Code Steps (code_step)
Some logic is too specific for a compute operator, yet too deterministic to warrant a LLM agent: multi-source reconciliations, bespoke business computations, exotic normalizations. For these cases, the code_step node executes code inside a sandbox, with no LLM call and a predictable output.
The code is edited directly, like any other configuration field, and runs as soon as it is saved.
The execution model
code_step executes Starlark — a Python dialect designed for isolation: no filesystem access, no network, no arbitrary imports, deterministic, bounded by a time budget. The code only sees:
- The inputs you explicitly map to it (
input_paths). - The tools you authorise it to call (
allowed_tools).
Everything else is out of reach. A code step cannot access a resource you have not handed to it.
Configuration
| Field | Purpose |
|---|---|
| Code | The Starlark source that is executed, edited directly. |
Inputs (input_paths) | variable → selector mapping. Only these context keys are exposed to the code. Internal keys (_*) are rejected. |
| Tool allowlist | The tools callable via tool(name, args). Each call inherits the tool's own safeguards (SSRF protection, billing, audit, killswitch). |
| Output key | Where to place the result in the context. Downstream nodes read this key. |
| Execution budget | Time ceiling (ms), capped server-side. A step that exceeds it is interrupted. |
Where the security boundary is
The language is not the threat: Starlark is sandboxed by design — on its own it can neither read a file, reach the network, nor loop forever. Pure computation is harmless.

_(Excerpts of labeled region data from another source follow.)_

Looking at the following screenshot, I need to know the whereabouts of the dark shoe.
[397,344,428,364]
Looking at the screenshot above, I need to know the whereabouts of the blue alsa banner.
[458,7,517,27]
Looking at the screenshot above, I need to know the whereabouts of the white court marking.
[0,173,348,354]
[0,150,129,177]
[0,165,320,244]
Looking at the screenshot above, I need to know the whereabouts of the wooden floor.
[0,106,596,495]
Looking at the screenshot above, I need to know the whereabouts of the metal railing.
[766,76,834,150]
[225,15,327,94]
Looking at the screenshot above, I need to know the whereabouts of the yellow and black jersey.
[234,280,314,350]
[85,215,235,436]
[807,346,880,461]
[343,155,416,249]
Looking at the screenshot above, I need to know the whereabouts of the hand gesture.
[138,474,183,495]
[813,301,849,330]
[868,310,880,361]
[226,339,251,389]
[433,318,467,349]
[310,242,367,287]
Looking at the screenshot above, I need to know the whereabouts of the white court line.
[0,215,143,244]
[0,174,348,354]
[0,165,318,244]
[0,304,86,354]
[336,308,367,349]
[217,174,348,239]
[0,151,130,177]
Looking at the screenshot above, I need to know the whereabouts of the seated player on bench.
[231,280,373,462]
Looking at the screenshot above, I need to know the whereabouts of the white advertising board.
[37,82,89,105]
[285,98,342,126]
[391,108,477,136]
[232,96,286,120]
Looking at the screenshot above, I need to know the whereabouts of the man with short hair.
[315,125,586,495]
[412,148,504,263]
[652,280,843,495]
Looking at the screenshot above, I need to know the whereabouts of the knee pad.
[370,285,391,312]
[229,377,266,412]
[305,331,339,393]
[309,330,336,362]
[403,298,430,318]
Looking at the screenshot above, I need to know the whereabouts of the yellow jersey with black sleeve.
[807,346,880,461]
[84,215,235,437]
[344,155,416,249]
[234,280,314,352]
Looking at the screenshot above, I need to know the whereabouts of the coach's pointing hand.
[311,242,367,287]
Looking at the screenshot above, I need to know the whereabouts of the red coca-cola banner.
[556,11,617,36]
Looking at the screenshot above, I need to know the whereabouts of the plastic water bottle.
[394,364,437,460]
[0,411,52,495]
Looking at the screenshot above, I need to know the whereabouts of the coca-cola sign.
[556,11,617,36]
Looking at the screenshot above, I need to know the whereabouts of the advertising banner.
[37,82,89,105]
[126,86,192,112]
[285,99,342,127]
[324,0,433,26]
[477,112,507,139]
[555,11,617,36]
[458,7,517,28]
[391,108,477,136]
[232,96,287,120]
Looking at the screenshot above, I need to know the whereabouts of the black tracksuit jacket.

The only real capability is the tool() bridge, and it is bounded by the allowlist enforced at runtime: the code can only call the tools you have listed, and each one carries its own safeguards (SSRF protection, billing, audit, killswitch). That — the choice of tools — is where you scope what a step is allowed to do.
An empty allowlist = no side-effect capability: the step merely computes over its inputs and produces an output.
When to use it
- Yes: deterministic logic you can describe precisely, but which exceeds the built-in
computeoperations (reconciling multiple lists, composite business rules, proprietary formats). - No: a simple filter, aggregation, or projection → a
computeoperator is sufficient. - No: a task that requires judgment or open-ended writing → that is an agent, not code.